A tuning fork of frequency 100Hz when sounded together with another tuning fork of unknown
frequency produces 2 beats per second. On loading the tuning fork whose frequency is not known and sounded together with a tuning fork of frequency 100Hz produces one beat, then the frequency
of the other tuning fork is​

Answer 1

this is your answer SIR

hope it helps mark me as brainliest thanks

and give me a lot of thanks

Answer 2

Question:

A tuning fork of frequency 100Hz when sounded together with another tuning fork of unknown

frequency produces 2 beats per second. On loading the tuning fork whose frequency is not known and sounded together with a tuning fork of frequency 100Hz produces one beat, then the frequency of the other tuning fork is.

Given:

Frequency of known tuning fork = 100Hz

In first case:

• beats/second = 2

Let the frequency of another unknown tuning fork be $\nu_1$

$\sf No.~of ~beats = | \nu_1 - 100 | \\\\ \sf 2 = | \nu_1 - 100| \\\\ \sf \nu_1 = 98~or~102$

Now, it's then loaded with wax,

Let the frequency of the other tuning fork after loading is $\nu_2$

$\sf No.~of ~beats = | \nu_2 - 100| \\\\ \sf 1 = | \nu_2 - 100| \\\\ \sf \nu_2= 99~or~101$

So, here we have two possibilities for $\nu_1$ and $\nu_2$

Note: The purpose of loading is to decrease the frequency of the tuning fork.
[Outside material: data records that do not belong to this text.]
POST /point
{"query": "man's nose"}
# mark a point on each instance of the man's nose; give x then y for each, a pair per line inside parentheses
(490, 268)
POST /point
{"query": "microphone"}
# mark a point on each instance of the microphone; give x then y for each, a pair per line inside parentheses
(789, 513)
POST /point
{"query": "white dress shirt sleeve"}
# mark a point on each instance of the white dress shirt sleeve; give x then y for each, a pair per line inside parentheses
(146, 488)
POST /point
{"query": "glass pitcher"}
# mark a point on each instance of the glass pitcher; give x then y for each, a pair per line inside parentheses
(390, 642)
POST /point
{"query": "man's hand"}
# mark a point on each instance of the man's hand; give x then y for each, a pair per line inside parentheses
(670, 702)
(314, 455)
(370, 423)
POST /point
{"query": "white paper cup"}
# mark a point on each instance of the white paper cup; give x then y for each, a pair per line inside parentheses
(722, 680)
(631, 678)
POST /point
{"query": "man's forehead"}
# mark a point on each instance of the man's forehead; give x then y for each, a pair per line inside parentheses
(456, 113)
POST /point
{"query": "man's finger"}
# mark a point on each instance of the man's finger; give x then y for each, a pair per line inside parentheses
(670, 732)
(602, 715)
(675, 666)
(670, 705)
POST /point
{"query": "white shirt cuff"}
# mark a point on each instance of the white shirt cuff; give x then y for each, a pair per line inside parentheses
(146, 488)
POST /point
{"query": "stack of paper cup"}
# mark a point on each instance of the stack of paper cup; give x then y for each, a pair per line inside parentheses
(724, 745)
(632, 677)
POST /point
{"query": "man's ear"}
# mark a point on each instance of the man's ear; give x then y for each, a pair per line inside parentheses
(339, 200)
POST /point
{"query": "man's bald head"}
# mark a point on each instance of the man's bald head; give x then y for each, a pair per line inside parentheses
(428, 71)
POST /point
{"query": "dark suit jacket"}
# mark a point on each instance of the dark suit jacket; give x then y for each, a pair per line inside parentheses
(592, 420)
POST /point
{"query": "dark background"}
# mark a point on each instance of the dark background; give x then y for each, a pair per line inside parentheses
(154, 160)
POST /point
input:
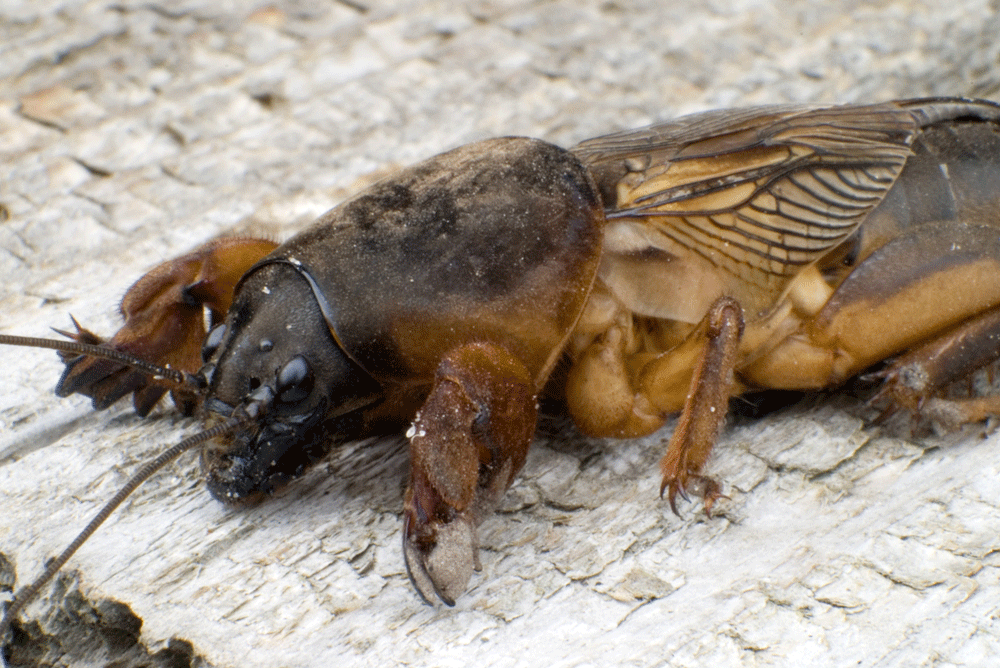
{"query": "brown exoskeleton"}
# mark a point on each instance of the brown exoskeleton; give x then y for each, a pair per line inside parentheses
(674, 267)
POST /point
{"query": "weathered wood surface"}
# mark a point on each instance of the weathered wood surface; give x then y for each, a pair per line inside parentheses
(131, 131)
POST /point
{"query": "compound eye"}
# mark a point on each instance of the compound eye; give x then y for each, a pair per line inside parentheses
(295, 380)
(212, 342)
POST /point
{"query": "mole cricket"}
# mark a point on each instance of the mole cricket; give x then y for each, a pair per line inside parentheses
(662, 270)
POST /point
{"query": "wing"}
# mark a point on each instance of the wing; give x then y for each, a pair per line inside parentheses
(759, 192)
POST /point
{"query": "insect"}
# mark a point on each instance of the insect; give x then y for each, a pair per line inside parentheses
(634, 276)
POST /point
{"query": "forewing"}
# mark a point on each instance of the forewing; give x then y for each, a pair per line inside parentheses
(759, 193)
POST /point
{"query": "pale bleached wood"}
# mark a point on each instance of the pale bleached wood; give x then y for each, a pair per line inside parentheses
(131, 132)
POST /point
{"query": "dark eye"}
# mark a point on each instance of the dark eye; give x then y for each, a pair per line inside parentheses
(295, 380)
(212, 342)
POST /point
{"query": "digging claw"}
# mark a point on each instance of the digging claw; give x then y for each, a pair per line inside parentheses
(678, 485)
(440, 558)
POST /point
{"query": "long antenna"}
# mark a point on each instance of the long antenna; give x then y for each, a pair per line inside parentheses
(28, 594)
(166, 373)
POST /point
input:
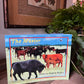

Since, we know that, the frequency of tuning fork reduces after loading, $\nu_2$ should be less than $\nu_1$

We have $\nu_1 = 98~or~102$

If we take $\nu_1 = 98$, we will end up having $\nu_2$ greater than $\nu_1$ i.e 99 or 101.

So, to comply with the rule, we have to take $\nu_1 = 102$, so that we get value of $\nu_2$ lesser than $\nu_1$ i.e 101.